Em um dos casos, tentativa de golpe foi identificada por meio de uma mensagem do aplicativo do banco. Foto: Reprodução

Com a também jornalista Marília Bobato, 35 anos, aconteceu exatamente igual no mês passado. Só que no caso dela, foram várias compras “apitando” no celular em menos de cinco minutos: cinco compras de passagens rodoviárias e mais outras duas em lojas, tudo online. “Eu liguei imediatamente para o banco. Mas já era noite e o horário de atendimento já tinha encerrado. Então abri o chat e mandei mensagem pro gerente, pra deixar formalizado. De manhã já liguei de novo e vi que o gerente já tinha cancelado meu cartão para compras online”, conta Marília, que teve outros inconvenientes por causa do episódio.

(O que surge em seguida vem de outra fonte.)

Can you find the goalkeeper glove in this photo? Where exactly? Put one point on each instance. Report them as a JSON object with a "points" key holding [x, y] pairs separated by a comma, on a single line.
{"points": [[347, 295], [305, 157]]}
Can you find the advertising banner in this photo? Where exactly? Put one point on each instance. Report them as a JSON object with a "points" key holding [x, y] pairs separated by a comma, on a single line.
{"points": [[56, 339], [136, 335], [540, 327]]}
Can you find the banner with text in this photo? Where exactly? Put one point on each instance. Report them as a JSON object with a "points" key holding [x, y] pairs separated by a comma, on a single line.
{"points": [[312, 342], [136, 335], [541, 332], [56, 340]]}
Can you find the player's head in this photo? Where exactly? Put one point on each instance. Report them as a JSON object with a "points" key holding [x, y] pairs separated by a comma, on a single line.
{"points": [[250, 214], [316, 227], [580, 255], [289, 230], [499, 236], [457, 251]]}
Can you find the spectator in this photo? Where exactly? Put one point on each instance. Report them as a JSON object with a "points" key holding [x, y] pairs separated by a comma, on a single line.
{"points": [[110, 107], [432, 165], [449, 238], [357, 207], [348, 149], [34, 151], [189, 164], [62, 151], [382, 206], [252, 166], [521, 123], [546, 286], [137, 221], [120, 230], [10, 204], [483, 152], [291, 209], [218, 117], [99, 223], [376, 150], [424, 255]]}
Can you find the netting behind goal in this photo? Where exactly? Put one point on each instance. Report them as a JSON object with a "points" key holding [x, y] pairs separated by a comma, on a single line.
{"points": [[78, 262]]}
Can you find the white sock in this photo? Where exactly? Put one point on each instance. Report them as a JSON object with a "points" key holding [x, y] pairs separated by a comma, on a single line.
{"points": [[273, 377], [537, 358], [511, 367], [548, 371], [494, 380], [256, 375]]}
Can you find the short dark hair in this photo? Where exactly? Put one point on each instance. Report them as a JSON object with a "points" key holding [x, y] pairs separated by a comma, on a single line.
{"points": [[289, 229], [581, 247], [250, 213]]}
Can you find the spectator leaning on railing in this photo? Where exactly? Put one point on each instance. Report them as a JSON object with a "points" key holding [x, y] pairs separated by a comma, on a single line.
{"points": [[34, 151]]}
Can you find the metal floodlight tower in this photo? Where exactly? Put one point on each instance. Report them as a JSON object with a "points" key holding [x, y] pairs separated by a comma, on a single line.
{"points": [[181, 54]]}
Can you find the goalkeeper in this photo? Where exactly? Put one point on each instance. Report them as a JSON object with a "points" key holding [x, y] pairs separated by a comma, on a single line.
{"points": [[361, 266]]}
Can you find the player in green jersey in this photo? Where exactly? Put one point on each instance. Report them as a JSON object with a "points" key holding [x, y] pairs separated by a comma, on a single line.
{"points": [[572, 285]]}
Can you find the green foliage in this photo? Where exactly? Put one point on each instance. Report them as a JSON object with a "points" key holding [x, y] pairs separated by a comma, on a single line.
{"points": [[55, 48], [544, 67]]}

Foto: Felipe Rosa/Tribuna do Paraná

Foto: Felipe Rosa/Tribuna do Paraná

A jornalista tinha alguns boletos programados no cartão, que estavam configurados como compras online. Um deles, por exemplo, era a do plano de saúde. “Aí eles ficavam me ligando, pra informar que o boleto estava em aberto. Tive que imprimir esse e outros boletos de volta, pagar tudo com juros e multa”, lamenta Marília. A “dor de cabeça” durou uns 20 dias, até que o novo cartão enviado pelo banco chegou.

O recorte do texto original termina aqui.